My daughter brings me the Kentucky Derby glass, her finger marking the spot on the glass where the great horse's name is listed under the year 1973. We own a collection of these glasses from all the years when my parents went to the Derby. (This is an example of "My mom went to the Kentucky Derby and all I got was this glass." But I'm not bitter. And I'm also not here to talk about that.)
I wanted to share something my mom, who got to see the great horse at the farm where he retired, told me. Because I shared it with my daughter when she showed me his name on the glass. And it got me thinking. (Incidentally, those 5 words probably scare my husband more than any others.)
If you've seen the Disney movie, you know that one of the big concerns about Secretariat was that his heart would explode if they pushed him to go too fast. That had happened with another horse and the people around him were worried it could happen again. They were protecting their investment.

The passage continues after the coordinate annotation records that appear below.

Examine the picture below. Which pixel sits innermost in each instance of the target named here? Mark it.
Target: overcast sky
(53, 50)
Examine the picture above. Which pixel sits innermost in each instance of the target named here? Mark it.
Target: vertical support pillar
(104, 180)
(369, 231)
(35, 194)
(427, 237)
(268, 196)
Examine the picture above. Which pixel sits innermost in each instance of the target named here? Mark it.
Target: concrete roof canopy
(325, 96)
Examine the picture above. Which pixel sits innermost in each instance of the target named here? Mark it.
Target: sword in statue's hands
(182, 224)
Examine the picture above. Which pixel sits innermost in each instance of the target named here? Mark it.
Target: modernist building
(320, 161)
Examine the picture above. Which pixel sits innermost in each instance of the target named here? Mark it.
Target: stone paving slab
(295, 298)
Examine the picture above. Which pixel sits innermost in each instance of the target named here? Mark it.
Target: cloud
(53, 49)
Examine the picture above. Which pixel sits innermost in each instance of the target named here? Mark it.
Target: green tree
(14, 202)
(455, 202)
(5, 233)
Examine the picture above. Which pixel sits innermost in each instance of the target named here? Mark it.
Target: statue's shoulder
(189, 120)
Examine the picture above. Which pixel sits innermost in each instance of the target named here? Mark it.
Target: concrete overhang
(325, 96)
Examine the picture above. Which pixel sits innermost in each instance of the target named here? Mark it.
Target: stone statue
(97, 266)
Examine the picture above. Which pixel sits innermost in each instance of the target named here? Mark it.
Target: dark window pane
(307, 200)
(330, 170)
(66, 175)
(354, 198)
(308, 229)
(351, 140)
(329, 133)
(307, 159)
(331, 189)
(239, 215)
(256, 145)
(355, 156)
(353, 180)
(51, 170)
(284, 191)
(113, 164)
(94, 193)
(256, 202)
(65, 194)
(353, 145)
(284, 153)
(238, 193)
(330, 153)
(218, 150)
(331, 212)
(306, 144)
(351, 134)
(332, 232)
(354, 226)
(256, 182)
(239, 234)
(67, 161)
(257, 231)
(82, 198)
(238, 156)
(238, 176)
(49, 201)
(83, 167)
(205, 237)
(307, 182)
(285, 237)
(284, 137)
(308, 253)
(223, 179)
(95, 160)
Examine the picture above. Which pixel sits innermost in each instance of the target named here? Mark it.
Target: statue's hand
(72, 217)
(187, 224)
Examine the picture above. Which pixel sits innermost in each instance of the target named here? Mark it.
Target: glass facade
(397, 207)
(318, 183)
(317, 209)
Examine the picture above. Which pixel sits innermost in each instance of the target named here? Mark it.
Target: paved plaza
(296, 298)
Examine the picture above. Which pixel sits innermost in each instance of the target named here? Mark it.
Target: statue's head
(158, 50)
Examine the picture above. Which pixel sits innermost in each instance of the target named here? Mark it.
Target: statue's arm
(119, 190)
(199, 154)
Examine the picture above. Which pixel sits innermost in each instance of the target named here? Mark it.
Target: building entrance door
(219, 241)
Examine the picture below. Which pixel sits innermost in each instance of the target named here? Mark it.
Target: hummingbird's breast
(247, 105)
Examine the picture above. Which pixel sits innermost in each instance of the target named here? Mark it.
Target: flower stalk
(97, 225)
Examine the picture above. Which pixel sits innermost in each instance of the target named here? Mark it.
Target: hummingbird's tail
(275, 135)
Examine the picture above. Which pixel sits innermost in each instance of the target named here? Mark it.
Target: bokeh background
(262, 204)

And so they stood on the sidelines and they wrung their hands and they held the reins (figuratively and literally) and they tried to control the outcome. Until one brave lady looked into that horse's eyes and knew there was more inside of him-- they were holding him back from what he could achieve, not because he was scared, but because they were.
And here's what my mom told me that she learned. After Secretariat died, they did an autopsy of him and his heart was massively larger than a normal horse's. He could run faster because he was made to. Those people who were holding him back couldn't see inside him. They didn't know what he was capable of.
This made me think of those of us who see people trying to accomplish things and we hold them back. They want to run faster, harder, stronger and we-- because we can't do it ourselves or we know someone who failed before-- pull back on the reins. We try to protect our investments-- into our children, our spouses, our friends, our family. We have poured money, time, love into them and what if we lost? Better to hold them back. Better to be safe.
But what if they were made-- specially crafted by the hand of God-- to do more? What if your child actually can play an instrument better than the rest? What if your husband really was given the talent to write that novel? What if your friend can succeed with that crazy idea because she really does possess a better business acumen than the average person? What if that emotional risk your loved one wants to take is actually safe for them because their heart is larger than average?
We can't see inside people. We don't know what they're equipped to do. This is what I've been thinking about as I parent these young adults launching into the future, do life with a husband who is making decisions that might feel risky at times, befriend women who dream things I wouldn't dare try. Who am I to hold them back? Better for me to stand on the sidelines and cheer them on, urging them to go faster, run harder, be stronger than I ever could, trusting that's what's inside will carry them safely across the finish line.